Have you ever been paralyzed?
Have you ever been so overwhelmed by the evils of the world, so overcome by feelings of powerlessness, that you’ve been unable to move, unable to cope, gripped by fear, plagued by nightmares, and day-mares, the evil playing in your mind like a never ending horror film fest? Have you ever been devoid of hope?
Have you ever staggered under the weight of a 200-pound man on a stretcher, like the four friends mentioned in Mark’s gospel? What was in your stretcher?
Have you ever gathered up all the terrible things that have happened to your family, your friends, strangers you read about in magazines, or saw on the TV news and carried those stories around as if they were your own? Have you ever spent all your time trying to fix life for someone else, someone who was paralyzed? Have you ever given them all your resources, your money, your home, your heart, your hope, only to find that they remained in the stretcher, still breaking your back with their weight?
I have, and I can tell you from experience that when you’re paralyzed, or when you’re carrying the paralyzed, you aren’t doing real work in the world, you’re not working for true peace and justice, and you can’t bring hope to those in need, because you don’t have any yourself.
During my last two years of college, I worked in the campus police department, educating students and staff about sexual assault. My boss had me read dozens and dozens of books and articles on the subject, filled with grim statistics and first hand accounts. I knew more than any person ever should about the subject, and the scenes filled my head. I was afraid to walk across campus, afraid of encountering a lone male anywhere, afraid to be in my house alone, afraid to ever have a child, lest she become a victim. If I hadn’t already married Kevin, I never would’ve gone on another date.

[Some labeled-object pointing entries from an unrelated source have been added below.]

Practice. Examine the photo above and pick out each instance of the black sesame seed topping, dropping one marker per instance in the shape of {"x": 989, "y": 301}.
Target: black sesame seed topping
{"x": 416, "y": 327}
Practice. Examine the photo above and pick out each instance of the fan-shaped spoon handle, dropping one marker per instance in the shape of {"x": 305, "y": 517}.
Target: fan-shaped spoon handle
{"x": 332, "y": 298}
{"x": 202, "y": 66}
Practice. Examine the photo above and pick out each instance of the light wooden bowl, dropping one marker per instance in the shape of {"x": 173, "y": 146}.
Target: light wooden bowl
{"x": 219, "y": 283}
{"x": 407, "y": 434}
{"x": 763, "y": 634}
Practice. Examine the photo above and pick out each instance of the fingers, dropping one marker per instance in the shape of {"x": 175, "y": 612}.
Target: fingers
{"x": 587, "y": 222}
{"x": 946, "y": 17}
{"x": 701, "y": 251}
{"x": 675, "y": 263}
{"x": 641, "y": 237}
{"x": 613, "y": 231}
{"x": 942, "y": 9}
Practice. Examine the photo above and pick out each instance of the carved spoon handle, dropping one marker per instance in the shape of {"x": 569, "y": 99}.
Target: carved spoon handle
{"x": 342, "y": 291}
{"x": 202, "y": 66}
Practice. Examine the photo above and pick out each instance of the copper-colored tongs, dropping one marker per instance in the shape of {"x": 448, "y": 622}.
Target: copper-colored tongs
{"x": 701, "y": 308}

I did everything to avoid being the next victim. I walked with my keys protruding between my fingers like little daggers. I took self-defense classes. I got a license to carry mace. I locked all the doors and windows at night, even when it was 90 degrees inside. I did everything I could to “empower” myself, but it was no use. I was paralyzed by fear and I gathered up the stories from women I met, women who came up to me after the programs and said, “It happened to me.” I didn’t consider the fact that they were here, walking and talking, and telling me their stories a sign that there was hope for healing. No, I took their stories, and added them to the stretcher I carried around, the stretcher of all the awful things in the world that were my responsibility to make right.
I can look back and give the right advice, “Turn it over to God! Lay it down before Jesus.” I can say this like it’s easy, no problem, ease the stretcher to the floor at Jesus’ feet, watch him wave a hand, and presto chango, everything’s fine. But the fact is, when you’re paralyzed, you can’t get to Jesus. You can’t get anywhere. You have to lie there shouting for help, until Jesus comes to you. Or until, who knows when, four good friends or some complete stranger will be moved to help you. And these people who help, the ones who aren’t going to own your problem for themselves, the ones who aren’t going to carry you around forever, they will be smart enough to understand that all they can really do is to deliver you to Jesus. And they’ll realize it’s not always so easy to get to him, so they’ll come up with a plan, they’ll drag you onto a roof, cut a hole in it, lower you down to get his full attention.
It takes resourcefulness, it takes planning, it takes knowing your own limits and gifts, to do what those friends did. Maybe you’ve been in a position to be one of those friends, to act with the power you have and trust God to do the rest. I believe that when we know ourselves and our limits and when we turn the rest over, that’s when we ourselves become the resources the world needs to bring about peace, justice and hope.
When you’re paralyzed, you’re hopeless. When Jesus’ empowers you by lifting your sins, pushing you out of your fear, out of your dark, dark place, it changes your life. It changes your life, but you still have a lifetime of patterns and fears that don’t magically disappear. They are there, waiting to grab you, waiting to paralyze you again with their doomsday predictions. They are there, offering you the handle of a stretcher, asking you to pick it up, and hold it, just for a little while. It can take all your strength to refuse.